The one thing they haven’t quite figured out yet in the world of medical billing software is how to make a package big enough in terms of capacity to handle any size company. In this article, we’re going to take a look at the problem and just why it’s a problem, along with some possible solutions.

Years ago, many years ago, if you had a meg of memory in your computer, you could do just about anything at all. Today, half a gig can just about get your operating system started. As systems and programs get larger, the requirements for these programs grow. But this isn’t so much the issue here. Certainly today’s PCs have enough memory and disk space to be able to handle starting up an operating system and a piece of software. The issue has more to do with the actual software itself and the mega businesses that use it.

Today, we have corporations involved in the medical billing business that are so massive, it isn’t unusual for them to be billing hundreds of thousands of patients. Suddenly, a software package that used to run on a single PC is no longer able to do the job. So networks are built with the software running on individual workstations. The servers running this software are massive. The memory and disk space used by these servers are light years ahead of what they used to be. And yet, with all of this processing power, the software itself can only handle so much. Why?

One of the reasons is the platform on which the software is built. Unfortunately, most software companies build their products on databases that have serious limitations. For example. Some of the most popular DME software packages is built on the database known as Btrieve. While a good database, it has its limitations. One of them is the size it can grow to before you start seeing corruption problems in the database itself. When companies started getting large enough to poke holes in this database, the first solution was to break the database up into multiple companies. But this quickly lead to legal problems and other issues such as being able to get meaningful reports from multiple companies.
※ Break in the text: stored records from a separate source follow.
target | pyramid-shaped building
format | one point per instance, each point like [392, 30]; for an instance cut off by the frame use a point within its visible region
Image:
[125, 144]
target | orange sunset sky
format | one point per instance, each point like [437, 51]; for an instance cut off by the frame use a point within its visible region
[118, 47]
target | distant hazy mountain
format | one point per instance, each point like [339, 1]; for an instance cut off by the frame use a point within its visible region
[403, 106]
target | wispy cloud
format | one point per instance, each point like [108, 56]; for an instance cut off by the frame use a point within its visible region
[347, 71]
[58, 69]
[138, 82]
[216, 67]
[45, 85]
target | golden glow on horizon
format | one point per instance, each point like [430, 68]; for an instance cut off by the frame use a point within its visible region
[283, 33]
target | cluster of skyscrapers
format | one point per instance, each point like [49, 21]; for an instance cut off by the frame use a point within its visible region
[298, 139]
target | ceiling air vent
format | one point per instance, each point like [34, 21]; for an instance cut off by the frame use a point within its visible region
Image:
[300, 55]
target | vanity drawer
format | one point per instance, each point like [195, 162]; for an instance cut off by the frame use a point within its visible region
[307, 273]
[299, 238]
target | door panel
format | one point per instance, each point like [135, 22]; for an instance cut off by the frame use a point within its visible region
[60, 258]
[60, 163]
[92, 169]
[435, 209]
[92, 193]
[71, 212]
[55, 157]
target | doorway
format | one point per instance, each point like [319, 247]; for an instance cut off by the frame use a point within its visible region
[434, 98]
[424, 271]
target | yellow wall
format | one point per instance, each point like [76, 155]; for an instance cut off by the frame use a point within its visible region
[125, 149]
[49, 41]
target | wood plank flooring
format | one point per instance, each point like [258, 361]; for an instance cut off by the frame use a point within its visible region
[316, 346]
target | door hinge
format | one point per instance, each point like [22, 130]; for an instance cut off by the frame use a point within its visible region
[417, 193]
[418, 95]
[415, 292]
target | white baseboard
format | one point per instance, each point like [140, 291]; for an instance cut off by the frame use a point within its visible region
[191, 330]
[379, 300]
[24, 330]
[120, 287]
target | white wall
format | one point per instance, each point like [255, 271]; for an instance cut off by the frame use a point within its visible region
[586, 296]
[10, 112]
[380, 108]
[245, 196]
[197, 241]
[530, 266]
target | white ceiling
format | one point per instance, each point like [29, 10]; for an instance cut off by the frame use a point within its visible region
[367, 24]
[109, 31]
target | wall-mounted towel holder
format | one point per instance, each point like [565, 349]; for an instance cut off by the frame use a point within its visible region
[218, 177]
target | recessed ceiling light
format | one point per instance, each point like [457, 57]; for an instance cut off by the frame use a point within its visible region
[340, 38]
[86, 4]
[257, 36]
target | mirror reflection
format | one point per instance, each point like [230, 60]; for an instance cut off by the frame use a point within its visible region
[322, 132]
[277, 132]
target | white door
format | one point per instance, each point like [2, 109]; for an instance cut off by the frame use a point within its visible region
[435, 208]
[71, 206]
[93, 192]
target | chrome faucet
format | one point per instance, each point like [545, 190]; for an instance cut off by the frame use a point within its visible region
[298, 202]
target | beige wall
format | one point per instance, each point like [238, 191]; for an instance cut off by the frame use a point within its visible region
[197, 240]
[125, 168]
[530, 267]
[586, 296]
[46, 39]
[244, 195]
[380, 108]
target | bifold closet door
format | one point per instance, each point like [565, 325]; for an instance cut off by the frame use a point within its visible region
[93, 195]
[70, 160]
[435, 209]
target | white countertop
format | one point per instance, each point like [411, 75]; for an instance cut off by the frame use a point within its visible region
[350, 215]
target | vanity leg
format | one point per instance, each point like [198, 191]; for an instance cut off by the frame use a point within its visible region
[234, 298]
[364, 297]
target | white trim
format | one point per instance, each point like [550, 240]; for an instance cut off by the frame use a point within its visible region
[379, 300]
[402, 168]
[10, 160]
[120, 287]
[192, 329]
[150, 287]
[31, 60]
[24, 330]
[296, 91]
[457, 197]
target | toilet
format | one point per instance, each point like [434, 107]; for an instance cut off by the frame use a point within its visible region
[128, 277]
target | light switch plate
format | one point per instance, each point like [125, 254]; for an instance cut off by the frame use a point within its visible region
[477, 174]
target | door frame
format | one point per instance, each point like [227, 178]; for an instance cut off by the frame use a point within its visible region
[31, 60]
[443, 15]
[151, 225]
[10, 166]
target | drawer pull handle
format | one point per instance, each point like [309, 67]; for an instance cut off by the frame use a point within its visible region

Another problem the software packages started running into was the actual processing of the data stored in the database once a solid platform was found. Many users began to notice that running a sales report for a company with 100,000 patients was taking a day to run and tying up all the resources of the server, thus slowing down the work of everyone else. So new network architectures had to be configured to make it so that the reports being run would not have any effect on other users of the system. This was easier said than done with a shared database. So the next solution was to duplicate the database using a RAID system and run the reports off the other drive.

And these problems are only the tip of the iceberg. The unavoidable truth is, as long as companies continue to grow and more and more data is needed, these companies will continue to outgrow the software that is being used. That’s why there are constant updates for all these packages.